The kick-off event was the annual induction ceremony for the newest members of our Lambda Pi Eta Communication Honors Society chapter. I’ve been going to these for umpteen years, and I never fail to be amazed at the variety of activities in which each inductee is involved. I get tired listening to the narratives!
The key point…which is driven home time after time…is that not only are these young men and women involved in a number of on- and off-campus groups and organizations while also maintaining an admirable grade point average; they are actively involved in these endeavors.
What they have figured out is the answer to that age-old conundrum of “how do I fit 30+ hours of work into a 24-hour day?”
As many of us “veterans” have finally figured out…and these young future professionals are learning…is that, in spite of your desperate wishes, life…personal and professional…is going to happen whether you play a part in it or not.
You just have to learn how to prioritize the challenges and deal with them.
I still have those occasions where I take stock of my situation and mutter crossly, “Why did I let myself get painted into this corner?”
A big part of the problem is my inbred inability to say “No.”
I get/am involved in organizations and activities that truly bring me a sense of satisfaction and personal accomplishment. Then I get asked to take on another project or program that I believe in and want to see flourish.
Next thing I know, I’ve raised my figurative hand and have been dubbed “head honcho” of this or that initiative.
Luckily…through no fault of my own…these things succeed due, in huge part, to the amazing help and support of others who share my enthusiasm.

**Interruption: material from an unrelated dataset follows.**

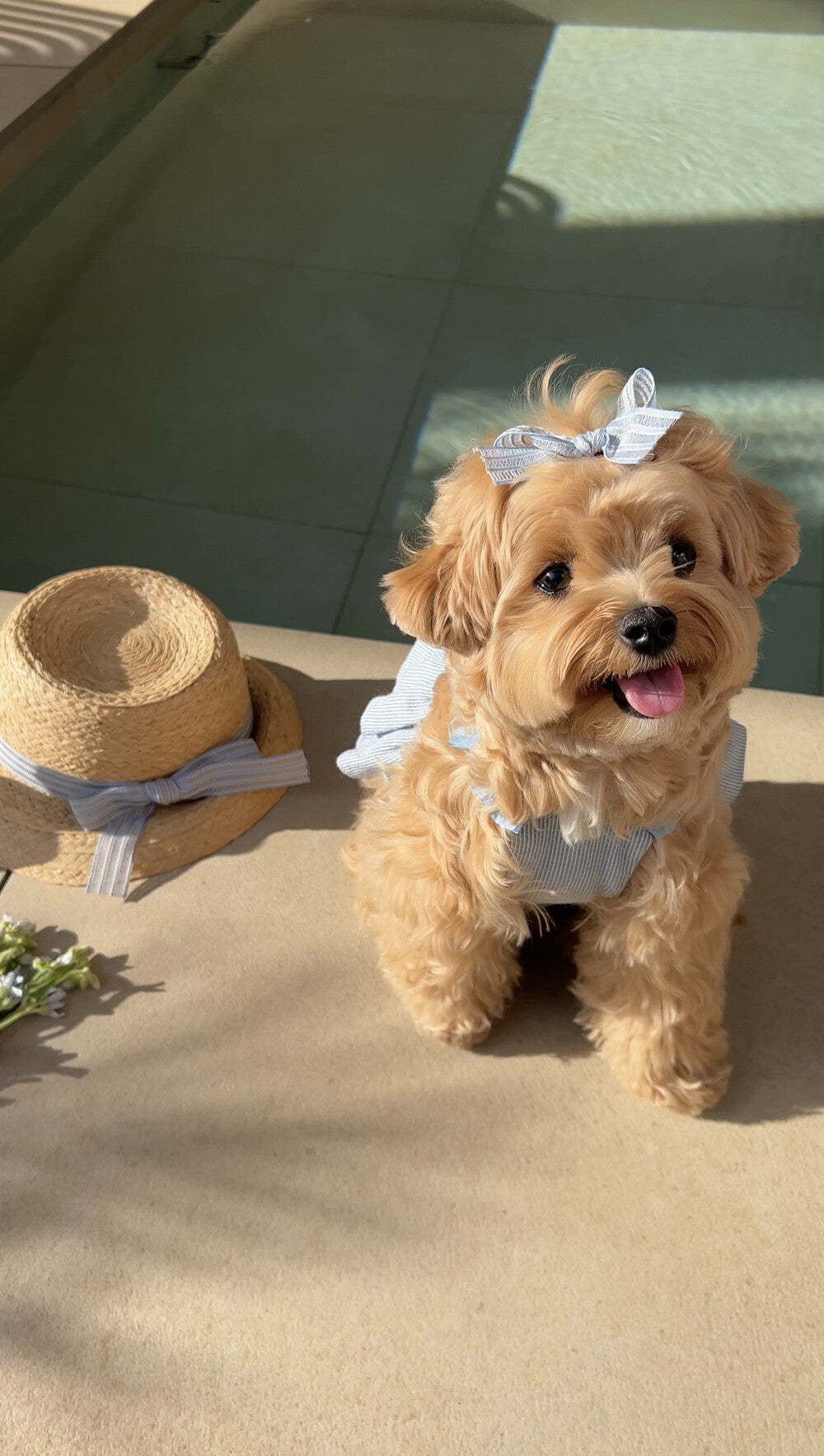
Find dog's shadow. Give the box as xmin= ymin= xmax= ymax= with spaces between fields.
xmin=479 ymin=783 xmax=824 ymax=1124
xmin=131 ymin=664 xmax=824 ymax=1122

These experiences are things that I bring into the classroom for my students, with the caution to “do as I say do…not as I tend to do.”
Successful people are involved in numerous activities. They are because, again, the activities are things in which they believe themselves and for which they believe they can make a difference.

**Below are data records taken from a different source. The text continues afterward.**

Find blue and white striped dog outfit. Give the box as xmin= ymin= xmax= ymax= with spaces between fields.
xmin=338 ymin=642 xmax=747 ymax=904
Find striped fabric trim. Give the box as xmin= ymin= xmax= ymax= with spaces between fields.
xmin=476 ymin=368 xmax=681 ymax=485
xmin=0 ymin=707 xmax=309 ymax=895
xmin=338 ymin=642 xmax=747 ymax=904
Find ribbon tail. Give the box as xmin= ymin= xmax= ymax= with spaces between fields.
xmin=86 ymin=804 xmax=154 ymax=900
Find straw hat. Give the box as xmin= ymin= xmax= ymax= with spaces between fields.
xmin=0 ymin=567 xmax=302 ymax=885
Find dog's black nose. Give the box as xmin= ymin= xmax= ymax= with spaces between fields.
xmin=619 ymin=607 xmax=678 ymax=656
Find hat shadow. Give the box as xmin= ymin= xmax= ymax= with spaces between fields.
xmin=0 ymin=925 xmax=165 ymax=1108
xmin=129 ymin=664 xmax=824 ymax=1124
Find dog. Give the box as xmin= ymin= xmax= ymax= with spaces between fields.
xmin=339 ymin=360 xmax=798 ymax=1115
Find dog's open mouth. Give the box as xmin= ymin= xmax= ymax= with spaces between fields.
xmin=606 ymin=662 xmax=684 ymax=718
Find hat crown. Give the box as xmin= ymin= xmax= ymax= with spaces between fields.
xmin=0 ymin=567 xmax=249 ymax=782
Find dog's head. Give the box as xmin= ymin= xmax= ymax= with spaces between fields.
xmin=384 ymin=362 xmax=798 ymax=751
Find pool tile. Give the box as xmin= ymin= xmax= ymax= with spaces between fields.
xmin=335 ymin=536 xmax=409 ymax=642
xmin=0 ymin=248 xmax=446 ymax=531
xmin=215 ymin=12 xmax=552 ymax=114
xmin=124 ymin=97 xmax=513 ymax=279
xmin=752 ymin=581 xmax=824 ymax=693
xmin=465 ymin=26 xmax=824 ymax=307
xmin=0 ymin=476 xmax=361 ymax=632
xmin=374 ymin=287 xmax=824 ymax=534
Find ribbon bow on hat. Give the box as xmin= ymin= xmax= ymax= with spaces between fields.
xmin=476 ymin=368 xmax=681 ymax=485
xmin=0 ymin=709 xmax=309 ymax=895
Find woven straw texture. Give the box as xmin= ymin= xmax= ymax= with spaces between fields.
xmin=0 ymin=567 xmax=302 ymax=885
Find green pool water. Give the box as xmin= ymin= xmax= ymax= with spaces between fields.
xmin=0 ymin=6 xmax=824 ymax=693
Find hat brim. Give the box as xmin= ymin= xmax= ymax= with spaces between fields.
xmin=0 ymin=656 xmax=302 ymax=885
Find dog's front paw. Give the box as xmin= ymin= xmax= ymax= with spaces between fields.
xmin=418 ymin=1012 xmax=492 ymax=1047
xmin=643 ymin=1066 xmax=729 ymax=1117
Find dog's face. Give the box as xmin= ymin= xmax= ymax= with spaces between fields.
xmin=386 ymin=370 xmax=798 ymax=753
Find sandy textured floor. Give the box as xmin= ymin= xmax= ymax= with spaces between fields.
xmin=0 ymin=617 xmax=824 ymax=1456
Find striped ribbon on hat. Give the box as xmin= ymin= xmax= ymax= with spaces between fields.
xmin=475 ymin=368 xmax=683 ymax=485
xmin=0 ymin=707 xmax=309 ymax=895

The “secret sauce” for these folks is their ability to prioritize and address situations in order of their importance in the opinion of the individual.
Question: How did they accomplish this supposedly simple but often incredibly complicated task?

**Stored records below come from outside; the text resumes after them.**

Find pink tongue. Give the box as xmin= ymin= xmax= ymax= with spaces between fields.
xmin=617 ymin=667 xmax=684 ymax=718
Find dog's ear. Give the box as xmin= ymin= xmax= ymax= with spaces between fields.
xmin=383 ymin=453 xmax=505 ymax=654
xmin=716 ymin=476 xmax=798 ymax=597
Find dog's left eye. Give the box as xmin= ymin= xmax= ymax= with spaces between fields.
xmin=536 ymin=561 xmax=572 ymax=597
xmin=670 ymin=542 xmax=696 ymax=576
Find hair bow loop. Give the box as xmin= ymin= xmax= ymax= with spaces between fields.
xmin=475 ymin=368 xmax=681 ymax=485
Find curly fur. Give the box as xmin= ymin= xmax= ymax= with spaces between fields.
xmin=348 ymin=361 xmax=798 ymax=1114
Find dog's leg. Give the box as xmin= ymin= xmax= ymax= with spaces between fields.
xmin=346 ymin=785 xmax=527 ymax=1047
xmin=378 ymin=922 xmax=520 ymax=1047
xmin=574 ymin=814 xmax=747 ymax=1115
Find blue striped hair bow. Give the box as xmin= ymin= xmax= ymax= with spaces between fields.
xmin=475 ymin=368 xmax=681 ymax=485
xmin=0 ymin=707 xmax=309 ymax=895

Answer: By taking a realistic assessment of their own lives and obligations and calculating how much time they can devote to yet another activity.
It’s not “rocket science,” exactly, but it is very smart thinking. You can and should lend your talents and your enthusiasm to organizations and activities that you care about and want to see thrive and succeed.
But make sure you are able to follow through on your promises. In the end, it’s about time.